1976 film by Madurai Thirumaran

Mayor Meenakshi is a 1976 Indian Tamil-language drama film, written and directed by Madurai Thirumaran, from a story by Suki Subramaniam and the music was by M. S. Viswanathan. It stars K. R. Vijaya playing the title role, with Jaishankar, V. K. Ramasamy and Cho in key roles.
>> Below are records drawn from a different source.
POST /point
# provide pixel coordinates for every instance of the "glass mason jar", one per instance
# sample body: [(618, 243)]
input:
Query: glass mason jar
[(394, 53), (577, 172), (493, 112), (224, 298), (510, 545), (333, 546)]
The film was released on 28 May 1976.

==Plot==

The film revolves around Meenakshi, who rises from an ordinary corporation scavenger to becoming mayor and the trials and tribulations she faces to maintain a balance at work and at home.

==Production==
According to historian Vamanan, Mayor Meenakshi established K. R. Vijaya as the "ideal mother figure", prior to which she appeared mainly in "family-centric films". Some scenes were shot at Kashmir.

==Soundtrack==
Music was by M. S. Viswanathan.

| Song | Lyricist | Singer | Length |
|---|---|---|---|
| "Evalo Oru Pennam Aval Naan" |  | P. Susheela | 04:28 |
| "Thirumurugan Aruginile Valli Kurathi" |  | P. Jayachandran, Vani Jairam | 04:40 |
| "Kodi Vitta Siru Mullai Malare" |  | Vani Jairam | 04:00 |
| "Kanden Kalyana Penn Pondra" |  | S. P. Balasubrahmanyam, P. Susheela | 04:45 |
| "Irundha Nalla Iru Ini" |  | Vani Jairam, M. S. Viswanathan | 04:03 |

==Release and reception==
Mayor Meenakshi was released on 28 May 1976. Kanthan of Kalki in his review felt that the screenplay and script was weak. Naagai Dharuman of Navamani praised the acting, music, cinematography and dialogues. Free India appreciated the film for the cast performances, primarily Vijaya.